We set "index.mapping.depth.limit": 1 but this resulted in the logs being rejected by elasticsearch

    "status":400,
    "error":{
        "type": "illegal_argument_exception",
        "reason": "Limit of mapping depth [1] has been exceeded due to object field [org]"
    }

Is there a setting that will parse only the top level but accept the rest of the data as the body?

Hey,

I'll try my best but you might want to wait for better answers :smiley:

I do believe it's a mapping issue, here elestic is rejecting because the setting is not defined ?

You could also try to set the fields a keyword but it would be a static per field definition which can be tedious in case you have mixed data with a lot of fields.

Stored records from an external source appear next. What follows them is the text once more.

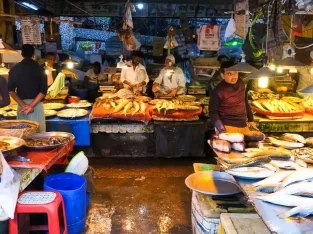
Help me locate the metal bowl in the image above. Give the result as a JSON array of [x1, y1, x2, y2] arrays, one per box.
[[23, 132, 75, 150]]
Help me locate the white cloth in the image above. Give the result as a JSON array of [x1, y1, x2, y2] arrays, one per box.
[[154, 67, 186, 90], [120, 63, 149, 93], [85, 69, 107, 84]]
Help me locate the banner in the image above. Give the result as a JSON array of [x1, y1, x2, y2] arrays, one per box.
[[21, 20, 41, 45]]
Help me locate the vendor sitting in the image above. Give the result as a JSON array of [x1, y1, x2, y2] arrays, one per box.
[[152, 55, 186, 98], [209, 61, 258, 134], [83, 62, 107, 100], [120, 51, 149, 96]]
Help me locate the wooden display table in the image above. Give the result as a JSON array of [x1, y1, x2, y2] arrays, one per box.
[[218, 214, 270, 234]]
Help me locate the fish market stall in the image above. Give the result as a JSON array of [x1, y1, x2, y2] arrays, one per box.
[[209, 132, 313, 233], [89, 95, 207, 157], [0, 102, 92, 147], [0, 131, 75, 191]]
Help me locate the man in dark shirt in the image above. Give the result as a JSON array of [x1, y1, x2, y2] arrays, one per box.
[[209, 61, 258, 133], [0, 76, 9, 108], [8, 44, 47, 132]]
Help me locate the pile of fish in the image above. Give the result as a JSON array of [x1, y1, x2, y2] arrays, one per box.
[[212, 132, 265, 153], [149, 99, 200, 114], [251, 99, 304, 113], [254, 169, 313, 219], [94, 98, 146, 116], [267, 133, 313, 164]]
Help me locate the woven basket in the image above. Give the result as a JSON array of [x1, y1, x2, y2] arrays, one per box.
[[0, 120, 40, 138]]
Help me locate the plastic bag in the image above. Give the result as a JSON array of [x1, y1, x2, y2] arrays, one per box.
[[0, 152, 20, 219], [225, 18, 236, 39]]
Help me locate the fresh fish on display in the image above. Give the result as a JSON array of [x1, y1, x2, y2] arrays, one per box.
[[291, 148, 313, 159], [257, 194, 313, 207], [252, 171, 293, 187], [246, 141, 263, 148], [278, 204, 313, 219], [268, 137, 304, 149], [279, 134, 306, 144], [273, 181, 313, 195], [211, 139, 231, 153], [255, 184, 278, 193], [270, 160, 306, 170], [139, 101, 146, 114], [231, 142, 245, 152], [216, 157, 271, 170], [132, 101, 140, 115], [123, 102, 133, 116], [242, 149, 292, 160], [218, 133, 244, 143], [244, 131, 266, 142], [281, 169, 313, 188], [306, 137, 313, 146]]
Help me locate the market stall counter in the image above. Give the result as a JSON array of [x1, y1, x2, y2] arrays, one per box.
[[0, 103, 91, 147]]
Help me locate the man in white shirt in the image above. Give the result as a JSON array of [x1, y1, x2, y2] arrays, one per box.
[[120, 51, 149, 96], [152, 55, 186, 98]]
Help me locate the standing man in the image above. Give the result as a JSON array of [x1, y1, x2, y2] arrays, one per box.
[[0, 76, 9, 108], [209, 61, 258, 134], [120, 51, 149, 96], [152, 55, 186, 98], [8, 44, 47, 132]]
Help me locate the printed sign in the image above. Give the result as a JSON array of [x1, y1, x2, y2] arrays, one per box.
[[21, 20, 41, 45]]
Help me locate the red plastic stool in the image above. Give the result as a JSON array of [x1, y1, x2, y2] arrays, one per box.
[[9, 191, 68, 234]]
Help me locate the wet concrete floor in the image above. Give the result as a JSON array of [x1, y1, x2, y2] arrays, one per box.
[[85, 157, 212, 234]]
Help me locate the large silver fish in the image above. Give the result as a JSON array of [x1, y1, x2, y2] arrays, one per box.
[[273, 181, 313, 195], [278, 204, 313, 219], [252, 171, 293, 187], [257, 194, 313, 207], [281, 169, 313, 188]]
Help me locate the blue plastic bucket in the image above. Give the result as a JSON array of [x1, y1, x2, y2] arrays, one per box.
[[67, 217, 86, 234], [44, 173, 87, 229], [74, 88, 89, 100], [86, 192, 90, 211]]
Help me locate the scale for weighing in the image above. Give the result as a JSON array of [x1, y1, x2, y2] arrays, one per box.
[[99, 85, 116, 93]]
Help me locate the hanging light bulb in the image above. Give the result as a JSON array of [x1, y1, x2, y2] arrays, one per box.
[[277, 67, 284, 73], [269, 64, 276, 71], [258, 77, 269, 88], [310, 68, 313, 74], [62, 56, 79, 69], [289, 68, 298, 73], [67, 62, 74, 69]]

Also there is a lot of ruby scripts around here if you want to extract the subkeys.

I appreciate the help!

So you are saying, I should try get the parsing done correctly on the fluentbit level and not elasticsearch level?

No you'll have to define a static type for the incoming field on the elastic side so that the indexed field values are of type text Field data types | Elasticsearch Guide [8.17] | Elastic

Got it thanks.

We were hoping of not having to maintain the mappings on the elastic level but perhaps we'll have to.

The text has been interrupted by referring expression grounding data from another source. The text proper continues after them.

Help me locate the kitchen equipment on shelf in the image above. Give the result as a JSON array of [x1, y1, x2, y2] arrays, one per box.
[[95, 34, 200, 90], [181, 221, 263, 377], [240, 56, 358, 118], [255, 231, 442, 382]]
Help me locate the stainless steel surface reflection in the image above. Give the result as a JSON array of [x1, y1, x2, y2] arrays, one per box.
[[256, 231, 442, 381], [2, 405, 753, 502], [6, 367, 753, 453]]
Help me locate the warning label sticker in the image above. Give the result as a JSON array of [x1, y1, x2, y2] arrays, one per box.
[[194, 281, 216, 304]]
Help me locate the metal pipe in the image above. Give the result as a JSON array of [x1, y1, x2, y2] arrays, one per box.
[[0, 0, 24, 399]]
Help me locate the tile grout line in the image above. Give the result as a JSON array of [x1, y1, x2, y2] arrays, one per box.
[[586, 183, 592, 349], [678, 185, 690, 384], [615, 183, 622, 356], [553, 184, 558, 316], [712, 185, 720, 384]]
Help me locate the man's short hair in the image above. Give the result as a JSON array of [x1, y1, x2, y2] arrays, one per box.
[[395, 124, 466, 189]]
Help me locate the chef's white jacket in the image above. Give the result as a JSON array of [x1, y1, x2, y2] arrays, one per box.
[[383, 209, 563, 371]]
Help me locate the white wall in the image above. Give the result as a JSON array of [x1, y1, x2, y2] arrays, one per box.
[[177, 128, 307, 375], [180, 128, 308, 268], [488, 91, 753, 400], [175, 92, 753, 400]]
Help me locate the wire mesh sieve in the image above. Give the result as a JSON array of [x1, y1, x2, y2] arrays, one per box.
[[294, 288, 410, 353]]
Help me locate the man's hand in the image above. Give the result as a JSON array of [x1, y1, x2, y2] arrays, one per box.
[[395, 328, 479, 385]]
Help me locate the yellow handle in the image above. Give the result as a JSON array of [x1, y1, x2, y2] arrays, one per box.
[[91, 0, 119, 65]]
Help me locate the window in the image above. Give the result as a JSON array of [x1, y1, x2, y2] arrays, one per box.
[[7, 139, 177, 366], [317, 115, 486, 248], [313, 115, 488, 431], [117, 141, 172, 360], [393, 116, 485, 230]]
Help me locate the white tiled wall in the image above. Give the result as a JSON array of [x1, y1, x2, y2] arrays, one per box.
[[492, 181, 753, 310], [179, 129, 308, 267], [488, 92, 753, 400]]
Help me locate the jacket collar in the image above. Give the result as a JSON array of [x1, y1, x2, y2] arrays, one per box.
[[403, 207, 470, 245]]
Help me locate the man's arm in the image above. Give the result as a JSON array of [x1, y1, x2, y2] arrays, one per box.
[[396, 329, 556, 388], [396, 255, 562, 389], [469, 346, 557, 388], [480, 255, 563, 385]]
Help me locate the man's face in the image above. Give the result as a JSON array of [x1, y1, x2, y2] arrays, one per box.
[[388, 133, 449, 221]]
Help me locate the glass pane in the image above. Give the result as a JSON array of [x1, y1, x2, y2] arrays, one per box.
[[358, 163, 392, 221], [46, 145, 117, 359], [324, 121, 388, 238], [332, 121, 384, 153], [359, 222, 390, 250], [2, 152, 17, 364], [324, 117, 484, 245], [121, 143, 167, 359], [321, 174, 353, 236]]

Would it be possible to parse it at the fluentbit level so that the second level is a string instead of a object? Just trying to work out if there is a best practise for us to follow

In the end we sorted it out at the pipeline level

PUT /_ingest/pipeline/main_pipeline
{
  
  "description" : "process-pipeline ",
  "processors" : [
      {
        "date" : {
          "field" : "timestamp",
          "formats" : ["ISO8601"],
          "ignore_failure" : true
        }
      }, 
      {
      "script": {
        "source": """
          for (entry in ctx.entrySet()) {
            if (entry.getValue() instanceof Map) {
              ctx[entry.getKey()] = entry.getValue().toString();
            }
          }
        """
      }
    }
  ]
}

Not sure if it's best practise but it worked

1 Like

Yes ! That's the script i was thinking about you solved that from the parsing side.

I suggest you also check data types of your mapping ( which i believe is automatic ) So that you understand the type must match and can be conflicting or sometimes prevent the document from being ingested correctly by elastic.